SectionUpdated April 16, 2026

    FAR 46.801Applicability.

    Plain-English Summary

    FAR 46.801 explains where the quality assurance and inspection policies in FAR Subpart 46.8 do and do not apply. It excludes commercial products and commercial services entirely, and it also excludes several major noncommercial contract categories: information technology, including telecommunications; construction; architect-engineer services; and maintenance and rehabilitation of real property. In practice, this means contracting officers and contractors must first determine whether the acquisition falls inside or outside this subpart before applying its inspection, acceptance, and quality assurance concepts. The section also points readers to FAR Subpart 46.7 on warranties for issues involving contractor liability caused by nonconforming technical data, signaling that some quality-related remedies are handled elsewhere.
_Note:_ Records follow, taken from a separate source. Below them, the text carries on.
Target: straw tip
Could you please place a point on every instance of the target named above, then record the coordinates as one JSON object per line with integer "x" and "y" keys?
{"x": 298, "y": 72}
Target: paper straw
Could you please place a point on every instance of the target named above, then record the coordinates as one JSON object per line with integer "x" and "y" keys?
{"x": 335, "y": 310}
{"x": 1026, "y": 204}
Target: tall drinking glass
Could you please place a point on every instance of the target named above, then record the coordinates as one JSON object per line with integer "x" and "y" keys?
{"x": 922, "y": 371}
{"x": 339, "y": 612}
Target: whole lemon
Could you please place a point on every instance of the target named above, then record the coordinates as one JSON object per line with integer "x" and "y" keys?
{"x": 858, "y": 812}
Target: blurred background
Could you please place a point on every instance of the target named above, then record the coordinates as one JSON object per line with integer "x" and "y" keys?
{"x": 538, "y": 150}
The practical significance is that this provision prevents misapplication of Subpart 46.8 to contract types that are governed by different statutory, regulatory, or industry-specific quality regimes.

    Key Rules

    Commercial items excluded

    Subpart 46.8 does not apply to commercial products or commercial services. If the acquisition is commercial, the contracting officer should look to the rules that specifically govern commercial acquisitions rather than applying this subpart’s quality assurance framework.

    IT and telecom excluded

    Contracts for information technology, including telecommunications, are outside the scope of this subpart. These acquisitions may have separate inspection, acceptance, and performance requirements, so the contracting officer should not assume Subpart 46.8 applies by default.

    Construction excluded

    Construction contracts are excluded from this subpart. Quality control, inspection, and acceptance for construction are handled under other FAR provisions and contract clauses tailored to construction work.

    A-E services excluded

    Architect-engineer services are not covered by this subpart. Because A-E work is governed by specialized procurement rules and professional standards, Subpart 46.8 is not the controlling framework for those services.

    Real property work excluded

    Maintenance and rehabilitation of real property are excluded from Subpart 46.8. These contracts often involve unique inspection and acceptance practices, so the contracting officer must use the rules applicable to real property work instead.

    Technical data warranty cross-reference

    Paragraph (b) directs users to FAR Subpart 46.7 for policies and procedures on contractor liability caused by nonconforming technical data. This means technical data issues are addressed through warranty-related rules rather than through the general applicability rules in this section.

    Responsibilities

    Contracting Officer

    Determine whether the acquisition is for commercial products/services or one of the excluded categories before applying Subpart 46.8. If the contract falls outside this subpart, use the appropriate FAR part, subpart, and clauses that govern that acquisition type, and consult Subpart 46.7 when technical data warranty issues are involved.

    Contractor

    Identify whether the contract type places the work outside Subpart 46.8 and comply with the quality, inspection, acceptance, and warranty requirements that actually apply to the contract. For technical data issues, understand that liability questions may be governed by warranty provisions under Subpart 46.7 rather than by this section.

    Agency/Acquisition Team

    Ensure acquisition planning and clause selection reflect the correct regulatory framework for the contract type. Avoid inserting or relying on Subpart 46.8 requirements where the FAR expressly excludes the acquisition category.

    Practical Implications

    1

    The first practical step in any quality-related review is to classify the acquisition correctly; using the wrong FAR subpart can lead to improper clauses, unenforceable expectations, or gaps in inspection and acceptance coverage.

    2

    Commercial acquisitions are a common trap: because Subpart 46.8 does not apply, teams should not automatically import noncommercial inspection concepts into commercial contracts.

    3

    The listed exclusions are broad and important. IT/telecommunications, construction, A-E services, and maintenance/rehabilitation of real property each have their own regulatory treatment, so practitioners should verify the governing rules before drafting requirements.

    4

    If a dispute involves nonconforming technical data, do not stop at Subpart 46.8; check Subpart 46.7 for warranty and liability procedures.

    5

    For contracting officers, this section is a clause-selection checkpoint. For contractors, it is a signal to review the contract type carefully so they know which quality obligations, remedies, and acceptance standards actually control.

    Official Regulatory Text

    (a) This subpart does not apply to commercial products and commercial services. This subpart applies to contracts other than those for— (1) Information technology, including telecommunications; (2) Construction; (3) Architect-engineer services; and (4) Maintenance and rehabilitation of real property. (b) See subpart  46.7 , Warranties, for policies and procedures concerning contractor liability caused by nonconforming technical data.